The goal of haemophilia therapy is the rebalancing of haemostasis and, since the 1950s, there is no doubt that improvements in therapy have transformed the lives of people with haemophilia.17,48,57 In particular for patients with haemophilia B, the recent introduction of long-acting recombinant FIX products have provided them with a more normal lifestyle. Also, with improved management of haemophilia and extended prophylaxis regimens, greater dosing flexibility is offered. There is no doubt that in the future, people with haemophilia will have multiple treatment options and shared decision-making with their multidisciplinary team on the best course of haemophilia management.

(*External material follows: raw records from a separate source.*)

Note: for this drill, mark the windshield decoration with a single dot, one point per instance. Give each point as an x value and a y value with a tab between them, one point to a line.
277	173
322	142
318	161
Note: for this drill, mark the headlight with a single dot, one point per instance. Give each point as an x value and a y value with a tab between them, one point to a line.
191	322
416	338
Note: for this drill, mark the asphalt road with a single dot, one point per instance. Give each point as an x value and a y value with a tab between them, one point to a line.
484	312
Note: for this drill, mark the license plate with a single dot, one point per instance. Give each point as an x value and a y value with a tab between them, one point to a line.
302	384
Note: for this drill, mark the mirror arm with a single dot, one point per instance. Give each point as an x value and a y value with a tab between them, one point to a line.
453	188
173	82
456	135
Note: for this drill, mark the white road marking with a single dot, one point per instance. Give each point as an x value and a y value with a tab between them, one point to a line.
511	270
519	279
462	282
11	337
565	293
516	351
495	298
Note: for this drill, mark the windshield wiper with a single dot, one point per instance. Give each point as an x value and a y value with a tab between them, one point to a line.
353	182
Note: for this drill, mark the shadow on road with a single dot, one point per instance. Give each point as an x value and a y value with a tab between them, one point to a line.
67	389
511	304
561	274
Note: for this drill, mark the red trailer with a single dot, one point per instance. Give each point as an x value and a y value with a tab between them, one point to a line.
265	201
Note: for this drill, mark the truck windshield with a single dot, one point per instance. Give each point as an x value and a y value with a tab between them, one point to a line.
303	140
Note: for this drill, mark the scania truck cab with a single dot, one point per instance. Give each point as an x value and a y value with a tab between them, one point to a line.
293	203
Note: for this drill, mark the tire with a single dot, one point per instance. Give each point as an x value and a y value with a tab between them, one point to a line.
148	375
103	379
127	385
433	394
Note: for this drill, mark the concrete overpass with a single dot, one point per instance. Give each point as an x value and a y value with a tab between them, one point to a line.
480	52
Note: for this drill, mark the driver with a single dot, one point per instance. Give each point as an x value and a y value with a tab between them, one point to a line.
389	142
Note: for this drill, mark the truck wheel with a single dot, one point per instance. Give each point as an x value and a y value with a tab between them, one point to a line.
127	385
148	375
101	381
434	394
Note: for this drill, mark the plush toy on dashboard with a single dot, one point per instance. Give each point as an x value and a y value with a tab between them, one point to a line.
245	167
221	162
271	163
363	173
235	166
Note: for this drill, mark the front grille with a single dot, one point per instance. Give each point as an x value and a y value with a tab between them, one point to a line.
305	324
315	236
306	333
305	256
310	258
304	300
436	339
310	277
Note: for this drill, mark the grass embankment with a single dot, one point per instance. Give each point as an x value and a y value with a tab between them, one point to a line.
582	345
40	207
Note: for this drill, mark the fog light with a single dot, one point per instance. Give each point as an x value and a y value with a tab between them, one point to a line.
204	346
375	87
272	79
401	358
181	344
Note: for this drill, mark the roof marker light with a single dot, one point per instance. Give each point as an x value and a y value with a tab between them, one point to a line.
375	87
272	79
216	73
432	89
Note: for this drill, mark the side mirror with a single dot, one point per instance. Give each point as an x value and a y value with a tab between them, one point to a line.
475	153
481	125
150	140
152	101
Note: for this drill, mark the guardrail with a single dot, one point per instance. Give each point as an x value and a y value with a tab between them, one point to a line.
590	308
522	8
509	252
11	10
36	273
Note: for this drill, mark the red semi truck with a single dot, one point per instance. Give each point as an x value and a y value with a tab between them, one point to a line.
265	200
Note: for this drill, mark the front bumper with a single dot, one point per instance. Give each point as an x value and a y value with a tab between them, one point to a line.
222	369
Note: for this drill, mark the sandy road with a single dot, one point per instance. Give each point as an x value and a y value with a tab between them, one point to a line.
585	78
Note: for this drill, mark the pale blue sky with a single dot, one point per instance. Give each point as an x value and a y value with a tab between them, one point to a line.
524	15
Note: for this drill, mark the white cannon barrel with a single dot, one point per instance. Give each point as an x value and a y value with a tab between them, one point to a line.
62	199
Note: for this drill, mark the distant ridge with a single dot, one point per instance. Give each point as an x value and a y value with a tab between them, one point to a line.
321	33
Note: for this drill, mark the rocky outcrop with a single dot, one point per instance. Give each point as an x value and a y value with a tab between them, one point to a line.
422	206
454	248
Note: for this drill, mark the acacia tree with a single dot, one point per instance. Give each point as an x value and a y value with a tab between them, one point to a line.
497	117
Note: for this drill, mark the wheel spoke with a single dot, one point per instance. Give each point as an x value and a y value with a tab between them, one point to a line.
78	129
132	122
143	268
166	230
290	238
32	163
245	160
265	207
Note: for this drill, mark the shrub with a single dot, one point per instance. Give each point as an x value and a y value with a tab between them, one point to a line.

The ‘hub-and-spoke’ model convincingly offers patients the opportunity to receive gene therapy, independent of their location, their extent of knowledge, and their experience of the local haemophilia centre. Awareness needs to be raised and increased education for patients and healthcare professionals is crucial as most follow-up will be with local spoke centres. There are unknowns with any new therapy, and gene therapy is no different. The extent of expression and the durability of expression is hard to predict after gene therapy and, importantly, it is unknown how long the effects of the therapy will last.

One of the key questions for gene therapy in the future will be whether variability is product-specific or disease-specific and whether there will be long-term side effects of this once-only treatment. The biggest safety concern is whether integrating DNA into a liver cell could disrupt the liver cell cycle, leading to liver cancer. Keeping a close eye on adverse events will be critical to the success of gene therapy in the future. Once reimbursement issues are solved, European Medicines Agency (EMA) approval for gene therapy could be a reality in 2022.